Antonio Ricci (c.1565 in Ancona – c.1635 in Madrid) was a Spanish Baroque painter of Italian origin.

== Biography ==
He came to Spain in 1583, along with several other painters accompanying Federico Zuccaro, to perform decorative work at El Escorial. After six months, they were all dismissed, but he decided to remain there. In 1588, he married Gabriela de Chaves de Guevara and established himself in Madrid, where he occasionally appears in the municipal records. The poet, Alonso de Castillo Solórzano, in his Donaires del Parnaso, dedicated some verses to an "Antonio Riche", which was likely him.

He and Gabriela had eleven children, including Juan (1600) and Francisco (1614), who both became painters. Little of his work has been preserved, although he is known to have presided over a busy workshop, where one of his clients was the Patriarch, Juan de Ribera. Among his few identified works are portraits of the Dukes of Ciriza and Sister Margarita de la Cruz, the daughter of Emperor Maximilian II, which is in the Convent of Las Descalzas Reales. A signed "Penitent Magdalene" has also been preserved. Despite this, he was not above doing minor works, such as 72 "slabs" with angels for a reliquary.

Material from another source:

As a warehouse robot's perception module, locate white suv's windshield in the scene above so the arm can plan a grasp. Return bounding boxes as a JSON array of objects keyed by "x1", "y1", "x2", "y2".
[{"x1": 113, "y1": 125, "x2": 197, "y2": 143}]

In Madrid, he maintained contact with the intellectual circles at court and participated in efforts to establish an Academy of San Lucas in Madrid, modeled after the Academy in Rome. In 1616, he was appointed as Madrid's official "Inspector of Cleaning and Paving" and, in 1631, wrote a letter to a Don Alonso de Villegas, detailing his experiments in alchemy. Two years later, he went bankrupt. In 1635, his wife died in jail, as a debtor. She was not described as a widow, so it may be assumed he was still alive at that time, but nothing further is known.